JKP ditetapkan lewat Peraturan Presiden (PP) Nomor 37 Tahun 2021 tentang Penyelenggaraan Program Jaminan Kehilangan Pekerjaan. PP ini mengacu pada UU Cipta Kerja yang merevisi UU SJSN dengan menambah program tambahan dalam jaminan sosial.
Dalam pelaksanaan UU SJSN 2004, Pemerintah Indonesia menyelenggarakan lima jaminan sosial yakni Jaminan Kesehatan, Jaminan Kecelakaan Kerja, JHT, Jaminan Pensiun, dan Jaminan Kematian. Adapun UU Cipta Kerja program itu bertambah menjadi enam yakni JKP. Ada beberapa syarat yang harus dipenuhi agar bisa mengikuti program JKP. Bagi buruh yang bekerja pada sektor usaha menengah dan besar, perusahaan harus sudah terdaftar di lima program jaminan sosial lainnya.

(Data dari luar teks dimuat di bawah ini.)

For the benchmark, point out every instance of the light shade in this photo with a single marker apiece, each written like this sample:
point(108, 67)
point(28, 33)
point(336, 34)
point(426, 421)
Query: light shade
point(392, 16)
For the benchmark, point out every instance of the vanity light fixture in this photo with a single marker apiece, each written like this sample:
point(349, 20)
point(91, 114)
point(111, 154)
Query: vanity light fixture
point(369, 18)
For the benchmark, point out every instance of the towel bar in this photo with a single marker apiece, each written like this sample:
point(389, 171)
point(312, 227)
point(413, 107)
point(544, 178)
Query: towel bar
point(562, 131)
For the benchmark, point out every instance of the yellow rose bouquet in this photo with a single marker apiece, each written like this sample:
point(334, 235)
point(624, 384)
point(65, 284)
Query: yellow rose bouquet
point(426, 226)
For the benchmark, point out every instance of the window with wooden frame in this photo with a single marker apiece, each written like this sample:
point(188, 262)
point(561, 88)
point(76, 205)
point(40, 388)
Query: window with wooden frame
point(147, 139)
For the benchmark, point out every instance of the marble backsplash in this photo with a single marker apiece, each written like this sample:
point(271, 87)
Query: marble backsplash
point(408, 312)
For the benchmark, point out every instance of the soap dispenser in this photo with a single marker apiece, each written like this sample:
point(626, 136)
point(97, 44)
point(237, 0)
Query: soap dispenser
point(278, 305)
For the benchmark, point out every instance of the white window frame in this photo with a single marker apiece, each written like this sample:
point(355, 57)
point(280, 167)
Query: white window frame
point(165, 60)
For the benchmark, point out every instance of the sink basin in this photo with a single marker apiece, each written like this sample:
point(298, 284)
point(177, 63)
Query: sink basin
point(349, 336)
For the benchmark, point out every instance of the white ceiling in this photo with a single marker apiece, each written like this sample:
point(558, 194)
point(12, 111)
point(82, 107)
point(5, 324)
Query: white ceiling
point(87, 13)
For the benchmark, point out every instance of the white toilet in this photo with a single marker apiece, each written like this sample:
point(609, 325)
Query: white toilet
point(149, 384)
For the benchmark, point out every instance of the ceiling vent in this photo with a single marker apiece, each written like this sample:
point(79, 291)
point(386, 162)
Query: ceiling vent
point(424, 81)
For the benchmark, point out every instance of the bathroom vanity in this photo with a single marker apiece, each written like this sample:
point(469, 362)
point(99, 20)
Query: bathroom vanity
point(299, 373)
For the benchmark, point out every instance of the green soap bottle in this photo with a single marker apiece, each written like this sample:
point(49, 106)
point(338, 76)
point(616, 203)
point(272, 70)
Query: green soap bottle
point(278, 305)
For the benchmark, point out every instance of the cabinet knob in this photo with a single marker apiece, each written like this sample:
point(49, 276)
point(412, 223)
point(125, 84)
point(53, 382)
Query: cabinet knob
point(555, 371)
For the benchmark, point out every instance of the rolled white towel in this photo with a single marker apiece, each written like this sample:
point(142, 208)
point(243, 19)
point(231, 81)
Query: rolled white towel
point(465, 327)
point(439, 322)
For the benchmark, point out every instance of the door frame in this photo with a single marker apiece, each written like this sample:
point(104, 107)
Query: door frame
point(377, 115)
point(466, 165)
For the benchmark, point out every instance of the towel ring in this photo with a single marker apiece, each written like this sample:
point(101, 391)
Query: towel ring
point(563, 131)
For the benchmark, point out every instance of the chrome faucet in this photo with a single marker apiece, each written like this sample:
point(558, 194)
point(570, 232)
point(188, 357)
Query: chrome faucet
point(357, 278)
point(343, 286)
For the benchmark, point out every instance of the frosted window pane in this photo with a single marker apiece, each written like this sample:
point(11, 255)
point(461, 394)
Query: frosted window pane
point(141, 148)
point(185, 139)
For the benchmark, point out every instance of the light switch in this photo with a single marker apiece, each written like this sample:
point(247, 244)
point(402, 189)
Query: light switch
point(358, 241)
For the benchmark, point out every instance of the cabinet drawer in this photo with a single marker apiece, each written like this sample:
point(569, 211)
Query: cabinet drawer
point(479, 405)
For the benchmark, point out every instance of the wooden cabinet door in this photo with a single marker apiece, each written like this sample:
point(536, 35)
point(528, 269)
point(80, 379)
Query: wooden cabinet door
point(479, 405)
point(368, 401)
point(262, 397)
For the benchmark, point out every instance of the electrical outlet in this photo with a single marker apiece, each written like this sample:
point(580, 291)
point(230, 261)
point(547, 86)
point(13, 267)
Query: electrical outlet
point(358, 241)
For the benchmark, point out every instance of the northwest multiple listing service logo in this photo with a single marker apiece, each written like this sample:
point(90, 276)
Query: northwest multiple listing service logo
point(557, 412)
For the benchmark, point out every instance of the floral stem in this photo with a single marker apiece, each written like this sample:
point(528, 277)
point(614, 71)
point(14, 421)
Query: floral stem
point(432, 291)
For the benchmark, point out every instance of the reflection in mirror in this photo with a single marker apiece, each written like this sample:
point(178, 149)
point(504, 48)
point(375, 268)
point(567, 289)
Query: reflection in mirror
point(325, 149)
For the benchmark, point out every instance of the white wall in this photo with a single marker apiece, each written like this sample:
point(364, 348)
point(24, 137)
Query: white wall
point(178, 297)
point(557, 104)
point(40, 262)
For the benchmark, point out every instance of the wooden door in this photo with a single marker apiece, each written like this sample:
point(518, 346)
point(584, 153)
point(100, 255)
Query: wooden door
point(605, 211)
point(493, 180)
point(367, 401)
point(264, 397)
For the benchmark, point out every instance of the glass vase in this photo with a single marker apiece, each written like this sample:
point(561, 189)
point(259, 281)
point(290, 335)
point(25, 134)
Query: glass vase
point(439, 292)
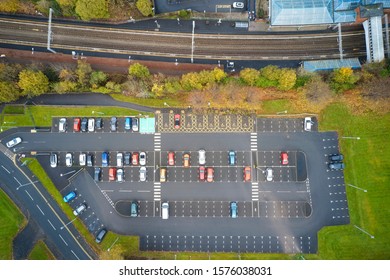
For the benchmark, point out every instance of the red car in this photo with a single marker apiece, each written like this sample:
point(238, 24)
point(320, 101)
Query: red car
point(177, 121)
point(76, 124)
point(135, 158)
point(284, 158)
point(202, 173)
point(247, 174)
point(171, 158)
point(210, 174)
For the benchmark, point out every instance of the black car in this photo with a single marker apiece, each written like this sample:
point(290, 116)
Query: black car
point(336, 166)
point(127, 159)
point(336, 157)
point(99, 123)
point(84, 124)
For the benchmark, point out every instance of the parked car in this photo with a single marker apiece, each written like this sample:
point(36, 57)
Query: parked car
point(202, 157)
point(53, 160)
point(100, 235)
point(163, 174)
point(202, 173)
point(186, 160)
point(91, 125)
point(171, 158)
point(284, 158)
point(99, 123)
point(210, 174)
point(14, 142)
point(76, 124)
point(80, 209)
point(112, 174)
point(135, 124)
point(82, 159)
point(134, 209)
point(177, 121)
point(84, 124)
point(247, 174)
point(336, 166)
point(68, 159)
point(105, 159)
point(62, 125)
point(269, 174)
point(142, 174)
point(233, 209)
point(142, 158)
point(134, 158)
point(127, 158)
point(307, 124)
point(98, 174)
point(232, 157)
point(119, 159)
point(128, 123)
point(69, 197)
point(336, 157)
point(113, 124)
point(120, 175)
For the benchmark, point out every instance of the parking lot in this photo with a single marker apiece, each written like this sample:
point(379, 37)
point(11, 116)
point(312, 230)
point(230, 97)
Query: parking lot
point(280, 211)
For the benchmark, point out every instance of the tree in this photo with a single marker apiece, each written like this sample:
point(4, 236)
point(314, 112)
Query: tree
point(98, 78)
point(287, 79)
point(8, 92)
point(9, 6)
point(92, 9)
point(33, 82)
point(139, 71)
point(145, 7)
point(249, 76)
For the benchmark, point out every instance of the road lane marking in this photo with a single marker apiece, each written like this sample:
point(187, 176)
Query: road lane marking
point(63, 240)
point(29, 195)
point(75, 254)
point(40, 210)
point(51, 224)
point(6, 169)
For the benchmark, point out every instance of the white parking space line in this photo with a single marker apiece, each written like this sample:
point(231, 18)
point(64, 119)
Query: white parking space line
point(63, 240)
point(29, 195)
point(51, 225)
point(6, 169)
point(40, 209)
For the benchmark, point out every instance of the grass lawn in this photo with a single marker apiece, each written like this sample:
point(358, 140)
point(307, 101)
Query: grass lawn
point(368, 167)
point(11, 221)
point(41, 252)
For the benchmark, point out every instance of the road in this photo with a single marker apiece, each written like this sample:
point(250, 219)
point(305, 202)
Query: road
point(21, 185)
point(179, 43)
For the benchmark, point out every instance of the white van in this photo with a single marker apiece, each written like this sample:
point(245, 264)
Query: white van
point(165, 210)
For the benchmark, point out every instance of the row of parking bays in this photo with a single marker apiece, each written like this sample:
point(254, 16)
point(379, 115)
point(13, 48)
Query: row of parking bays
point(219, 209)
point(105, 124)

Sementara bagi pekerja usaha kecil, Jaminan Pensiun tak menjadi syarat kepesertaan JKP. Iuran JKP wajib dibayarkan dengan porsi 0,46% dari upah per bulan. Pemerintah juga wajib berkontribusi dengan membayarkan sebesar 0,22% dari total upah setiap bulannya.
JKP menawarkan tiga manfaat bagi para pekerja yang di-PHK. Pertama, berupa uang tunai dengan hitungan 45% dari upah tiga bulan, ditambah 25% dari total upah tiga bulan lainnya. Selain uang tunai, JKP memberikan manfaat lain berupa akses informasi kerja dan pelatihan kerja yang diselenggarakan melalui sistem pelatihan kerja milik pemerintah, swasta, atau perusahaan baik online maupun offline.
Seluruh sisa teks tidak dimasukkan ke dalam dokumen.